Design, synthesis, and biological evaluation of potent FAK-degrading PROTACs

FAK mediated tumour cell migration, invasion, survival, proliferation and regulation of tumour stem cells through its kinase-dependent enzymatic functions and kinase-independent scaffolding functions. At present, the development of FAK PROTACs has become one of the hotspots in current pharmaceutical research to solve above problems.
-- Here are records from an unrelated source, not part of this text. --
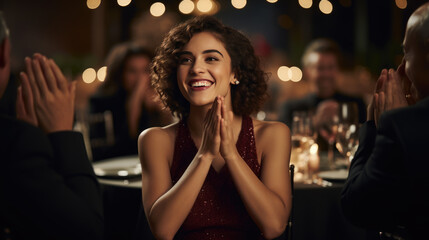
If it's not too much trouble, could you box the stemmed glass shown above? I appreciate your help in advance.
[335,102,359,168]
[291,111,318,180]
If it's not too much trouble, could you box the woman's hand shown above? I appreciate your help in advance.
[368,69,408,125]
[199,97,222,160]
[23,54,76,133]
[16,73,37,127]
[220,97,239,160]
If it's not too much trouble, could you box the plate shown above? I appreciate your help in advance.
[93,156,142,179]
[318,169,349,181]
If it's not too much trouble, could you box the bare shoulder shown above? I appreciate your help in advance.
[253,119,290,140]
[138,123,178,167]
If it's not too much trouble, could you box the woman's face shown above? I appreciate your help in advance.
[177,32,235,106]
[122,55,150,92]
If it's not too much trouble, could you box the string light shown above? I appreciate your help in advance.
[319,0,333,14]
[231,0,247,9]
[86,0,101,9]
[197,0,213,13]
[149,2,165,17]
[288,66,302,82]
[97,66,107,82]
[179,0,195,14]
[277,66,290,82]
[117,0,131,7]
[82,68,97,84]
[395,0,407,9]
[298,0,313,9]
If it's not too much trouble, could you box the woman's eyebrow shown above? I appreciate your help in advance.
[176,49,223,57]
[203,49,223,57]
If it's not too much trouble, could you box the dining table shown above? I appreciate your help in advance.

Herein, we designed and synthesised a series of FAK-targeting PROTACs consisted of PF-562271 derivative 1 and Pomalidomide. All compounds showed significant in vitro FAK kinase inhibitory activity, the IC50 value of the optimised PROTAC A13 was 26.4 nM. Further, A13 exhibited optimal protein degradation (85% degradation at 10 nM). Meantime, compared with PF-562271, PROTAC A13 exhibited better antiproliferative activity and anti-invasion ability in A549 cells. More, A13 had excellent plasma stability with T (1/2) >194.8 min. There are various signs that PROTAC A13 could be useful as expand tool for studying functions of FAK in biological system and as potential therapeutic agents.

Automated summary

FAK regulates tumor cell migration, invasion, survival, proliferation, and tumor stem cell regulation through its kinase-dependent enzymatic functions and kinase-independent scaffolding functions. The development of FAK PROTACs has become a hot research topic, and the designed PROTAC A13 showed promising inhibitory activity against FAK kinase and protein degradation, as well as improved anti-proliferative and anti-invasion effects. These findings suggest that PROTAC A13 could be a useful tool for studying the functions of FAK and a potential therapeutic agent.